The Bill dealt with three distinct areas, Access, Community right to Buy and Crofting Community Right to Buy. "An Act of the Scottish Parliament to establish statutory public rights of access to land for recreational and other purposes, and to extend some of the provisions for that purpose to rights of way and other rights; to make provision under which bodies representing rural and crofting communities may buy the land with which those communities have a connection; and for connected purposes" was how the preamble put it. NEMT concerned itself only with the Access provisions, Part 1 of the Bill, and devoted considerable effort to responding to the various consultations and lobbying MSPs on issues which needed to be addressed. If the designation process for the Cairngorms National Park showed the Scottish Executive and Parliament in their least favourable light, the experience of Land Reform was much more positive. Bodies such as NEMT and individuals were able to have an input to the ongoing legislative process.
Part 1 of the Act secures the legal right of access for the public, subject to responsible behaviour in relation to the land itself and those who live on and make their living from it while exercising the right. It also defines the obligations of landowners and specifies areas excluded from the right such as buildings and their immediate surroundings, sports and playing fields and crops. It was recognised during the debate on the legislation, that the Act itself could not effectively provide all the fine tuning necessary to address often complex issues. The Act will therefore be supplemented by the Scottish Outdoor Access Code.
The Access Code will function in a similar way to the Highway Code, defining good practice in relation to access for both the recreational user and the land-manager and having evidentiary status in any legal action. Scottish National Heritage are required to draw up a draft code, consult on it and submit it to the Scottish Ministers. Both Ministers and Parliament must approve the Code before it can come into effect. SNH are required to promote and publicise the Code and to amend it as necessary over time. Local authorities also have a duty to publicise the Code. The Draft Code is expected to go out for consultation some time in March. If that does not happen, the consultation will be deferred till after the Parliamentary elections in May. It is therefore likely to be well into 2004 before the Code and some of the new rights in the Act take effect - in particular those relating to horse riders, canoeists and cyclists. It is also uncertain at present just when local authorities will be able to make use of their new powers to remove signs which have been put in place to confuse and deter members of the public seeking to exercise their right of access.
Advice from the Moutaineering Council of Scotland is that access for climbers and hillwalkers should not be greatly affected during this interim period. There was considerable discussion during the access debate about the validity of the assumed common law right of access to wild land widely regarded as part of the Scottish legal tradition.
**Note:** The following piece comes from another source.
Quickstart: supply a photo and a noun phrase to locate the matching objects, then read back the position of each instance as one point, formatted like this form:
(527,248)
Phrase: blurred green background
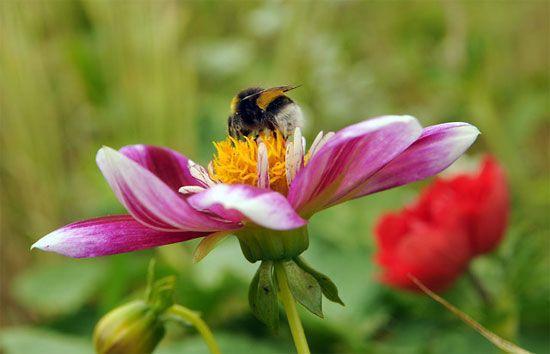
(80,74)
No definitive view emerged and the Executive took the view that the new legislation solves the problem by establishing a new and unambiguous statutory right. We are likely to see, though, that there is still considerable scope for ambiguity when discussion of the Access Code gets underway.
Nonetheless, the Land Reform (Scotland) Act 2003 represents a landmark in enabling access to the Scottish countryside. It's worth remembering that this Act, and other legislation which makes up the Scottish Executive's land reform programme, represent the first laws on land ownership and access to the countryside to be passed by a Parliament democratically elected by the whole adult population of Scotland.